All of the classroom-based learning is supplemented by pre-session learning which is completed before the relevant sessions. This can include specific tasking sheets, knowledge checks and digital learning.

The training programme concludes with an examination.

What is covered on the initial training:

• Law - including legislation such as the Theft Act, Criminal Attempts Act, Offences Against The Person Act, Public Order Act and the Misuse of Drugs Act.

• Officer Safety Training - first aid training and physical tactics, including restraints, handcuffing, use of PAVA incapacitant spray, auto lock batons, safe ways of searching and basic water rescue training. This also includes interactive training on using the National Decision Model and how it applies within West Mercia Police's Vision and Values.

• The use of police 'Airwave' handheld radios.

• Custody Procedure - how to present a person under arrest to the Custody Sergeant and what happens within police custody suites.

• Training coverage on the European Convention on Human Rights and how this ties in with police operations in the UK.

Phase two

During the 12 months candidates complete an Accompanied Patrol programme, as part of phase two of the training.
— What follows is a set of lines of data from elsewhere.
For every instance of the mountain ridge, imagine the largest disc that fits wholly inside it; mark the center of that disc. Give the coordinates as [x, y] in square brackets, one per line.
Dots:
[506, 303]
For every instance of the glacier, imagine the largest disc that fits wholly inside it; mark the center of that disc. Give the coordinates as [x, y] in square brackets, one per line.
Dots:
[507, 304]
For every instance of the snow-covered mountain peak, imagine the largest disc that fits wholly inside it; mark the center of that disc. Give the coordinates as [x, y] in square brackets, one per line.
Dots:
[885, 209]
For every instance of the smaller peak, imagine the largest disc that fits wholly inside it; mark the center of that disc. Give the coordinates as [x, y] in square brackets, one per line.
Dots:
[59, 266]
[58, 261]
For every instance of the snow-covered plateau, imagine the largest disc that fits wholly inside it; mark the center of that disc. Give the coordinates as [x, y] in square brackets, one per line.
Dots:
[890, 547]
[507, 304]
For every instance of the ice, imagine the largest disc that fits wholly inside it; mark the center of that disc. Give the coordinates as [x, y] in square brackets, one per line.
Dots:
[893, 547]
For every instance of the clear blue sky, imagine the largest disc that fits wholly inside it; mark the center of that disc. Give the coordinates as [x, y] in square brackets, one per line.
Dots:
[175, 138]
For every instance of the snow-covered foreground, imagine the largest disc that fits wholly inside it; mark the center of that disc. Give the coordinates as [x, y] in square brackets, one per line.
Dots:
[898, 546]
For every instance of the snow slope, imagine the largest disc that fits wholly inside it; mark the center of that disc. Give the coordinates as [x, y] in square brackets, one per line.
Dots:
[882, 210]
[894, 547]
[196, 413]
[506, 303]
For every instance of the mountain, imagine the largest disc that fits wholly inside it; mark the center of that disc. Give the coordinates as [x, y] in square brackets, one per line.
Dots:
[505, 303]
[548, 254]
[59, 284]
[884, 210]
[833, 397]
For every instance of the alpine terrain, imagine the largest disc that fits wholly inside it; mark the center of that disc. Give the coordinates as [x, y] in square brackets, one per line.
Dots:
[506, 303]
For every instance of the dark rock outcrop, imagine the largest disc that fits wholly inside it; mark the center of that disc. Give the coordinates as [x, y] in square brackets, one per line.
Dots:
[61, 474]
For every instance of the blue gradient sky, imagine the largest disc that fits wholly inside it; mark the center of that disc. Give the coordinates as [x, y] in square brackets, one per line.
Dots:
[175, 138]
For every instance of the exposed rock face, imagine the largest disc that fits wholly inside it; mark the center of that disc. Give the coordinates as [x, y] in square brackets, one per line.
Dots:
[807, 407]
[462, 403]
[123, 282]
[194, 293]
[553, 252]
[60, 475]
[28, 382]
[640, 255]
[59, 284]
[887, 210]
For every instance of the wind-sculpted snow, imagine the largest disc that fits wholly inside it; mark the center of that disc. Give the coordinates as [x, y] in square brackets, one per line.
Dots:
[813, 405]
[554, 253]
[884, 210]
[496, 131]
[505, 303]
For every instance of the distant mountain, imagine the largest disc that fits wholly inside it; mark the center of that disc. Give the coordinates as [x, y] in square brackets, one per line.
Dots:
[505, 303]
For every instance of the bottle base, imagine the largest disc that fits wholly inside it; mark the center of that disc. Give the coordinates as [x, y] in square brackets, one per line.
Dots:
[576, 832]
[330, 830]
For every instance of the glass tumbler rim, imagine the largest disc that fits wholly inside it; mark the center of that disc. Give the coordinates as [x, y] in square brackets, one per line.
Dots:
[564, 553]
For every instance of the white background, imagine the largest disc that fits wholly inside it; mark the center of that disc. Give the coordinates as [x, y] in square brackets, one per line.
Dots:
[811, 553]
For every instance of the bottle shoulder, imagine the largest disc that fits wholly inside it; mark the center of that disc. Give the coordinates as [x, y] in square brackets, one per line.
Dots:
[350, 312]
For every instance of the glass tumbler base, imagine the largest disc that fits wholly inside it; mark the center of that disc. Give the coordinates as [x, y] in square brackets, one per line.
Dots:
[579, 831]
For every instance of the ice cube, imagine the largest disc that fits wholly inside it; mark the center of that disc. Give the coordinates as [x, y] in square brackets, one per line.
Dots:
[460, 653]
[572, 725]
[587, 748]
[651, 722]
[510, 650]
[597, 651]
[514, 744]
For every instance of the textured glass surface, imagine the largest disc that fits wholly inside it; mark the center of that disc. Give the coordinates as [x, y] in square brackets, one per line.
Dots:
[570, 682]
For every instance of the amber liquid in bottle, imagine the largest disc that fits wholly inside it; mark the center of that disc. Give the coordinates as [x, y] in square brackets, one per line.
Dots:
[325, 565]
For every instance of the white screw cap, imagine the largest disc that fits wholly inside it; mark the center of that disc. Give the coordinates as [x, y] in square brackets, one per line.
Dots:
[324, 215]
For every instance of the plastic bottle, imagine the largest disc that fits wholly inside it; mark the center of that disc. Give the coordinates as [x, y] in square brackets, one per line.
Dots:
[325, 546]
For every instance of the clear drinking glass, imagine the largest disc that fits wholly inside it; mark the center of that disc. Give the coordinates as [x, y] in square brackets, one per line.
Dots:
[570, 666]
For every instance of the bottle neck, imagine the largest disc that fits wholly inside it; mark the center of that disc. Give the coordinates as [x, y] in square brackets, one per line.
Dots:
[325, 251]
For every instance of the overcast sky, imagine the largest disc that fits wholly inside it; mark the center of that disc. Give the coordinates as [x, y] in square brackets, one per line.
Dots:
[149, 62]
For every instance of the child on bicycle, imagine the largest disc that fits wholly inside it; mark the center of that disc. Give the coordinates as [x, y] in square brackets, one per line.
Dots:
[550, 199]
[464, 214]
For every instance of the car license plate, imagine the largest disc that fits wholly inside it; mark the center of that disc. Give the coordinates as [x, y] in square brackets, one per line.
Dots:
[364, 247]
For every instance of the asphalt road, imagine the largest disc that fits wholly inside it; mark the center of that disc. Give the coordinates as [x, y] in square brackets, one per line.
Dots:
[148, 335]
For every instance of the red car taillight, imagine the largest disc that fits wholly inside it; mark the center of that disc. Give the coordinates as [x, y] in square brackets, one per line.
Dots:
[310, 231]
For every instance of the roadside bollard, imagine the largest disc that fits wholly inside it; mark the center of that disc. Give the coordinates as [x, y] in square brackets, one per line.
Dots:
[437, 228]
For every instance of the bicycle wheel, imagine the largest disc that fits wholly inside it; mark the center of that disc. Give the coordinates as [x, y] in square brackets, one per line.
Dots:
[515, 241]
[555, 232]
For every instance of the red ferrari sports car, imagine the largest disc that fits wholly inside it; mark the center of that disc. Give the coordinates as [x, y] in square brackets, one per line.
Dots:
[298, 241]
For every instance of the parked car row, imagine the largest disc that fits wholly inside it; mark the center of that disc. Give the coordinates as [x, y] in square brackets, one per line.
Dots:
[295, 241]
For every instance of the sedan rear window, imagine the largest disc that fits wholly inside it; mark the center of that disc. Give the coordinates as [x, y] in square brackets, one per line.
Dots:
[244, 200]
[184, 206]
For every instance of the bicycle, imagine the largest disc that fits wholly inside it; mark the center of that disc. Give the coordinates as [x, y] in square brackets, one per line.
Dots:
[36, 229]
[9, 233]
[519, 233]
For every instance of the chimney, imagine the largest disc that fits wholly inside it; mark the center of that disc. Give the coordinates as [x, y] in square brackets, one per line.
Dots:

They accompany experienced police officers, and have further mandatory classroom-based training sessions to build on their knowledge and understanding, and incorporate what they have learnt in an operational context.

Candidates also work through a portfolio to record the good work they do in order to meet the National Occupational Standards for a Special Constable.

During this time candidates will also attend three further training sessions covering more advanced operational skills.

They have to demonstrate that they are 'safe and legal' in certain core policing skills; this is recorded on Police Action Checklists (PACs) in a portfolio, similar to those that are used by regular officers in their initial training.

Following the successful completion of the 12-month programme, there is no formal qualification awarded, but through the evidence obtained candidates will be designated to be 'safe and legal' to patrol independently.

Roles and responsibilities

Candidates are responsible for monitoring their own progress and maintaining up to date and accurate records of evidence in their portfolio.

Supervisors are responsible for monitoring their progress while they are developing in the role and gathering evidence for independent patrol status. An experienced officer will verify the evidence claimed or examined.

Those undergoing the training may patrol with experienced Special Constables or regular police officers while working towards Independent Patrol status.

Members of the Special Constabulary Management Team are responsible for assessing candidates' written evidence and signing off the College of Policing National Occupational Standard PACs.

Supervisors should assign officers to work on a patrol shifts alongside regular Patrol Officers or Senior Special Constables. The supervisor should be sighted on the core competencies and activities contained within the trainee's portfolio and safely expose them to situations and incidents to develop their skills.

Progress Reviews and Independent Patrol

Candidates' progress will be reviewed regularly by their line supervisor, and will incorporate the regular supervisor on the shift the trainee is assigned to.

Candidates will only achieve Independent Patrol Status once they have attended all phase one and phase two sessions, passed the final written exam to ensure knowledge and understanding, and completed all elements of their portfolio to demonstrate their performance.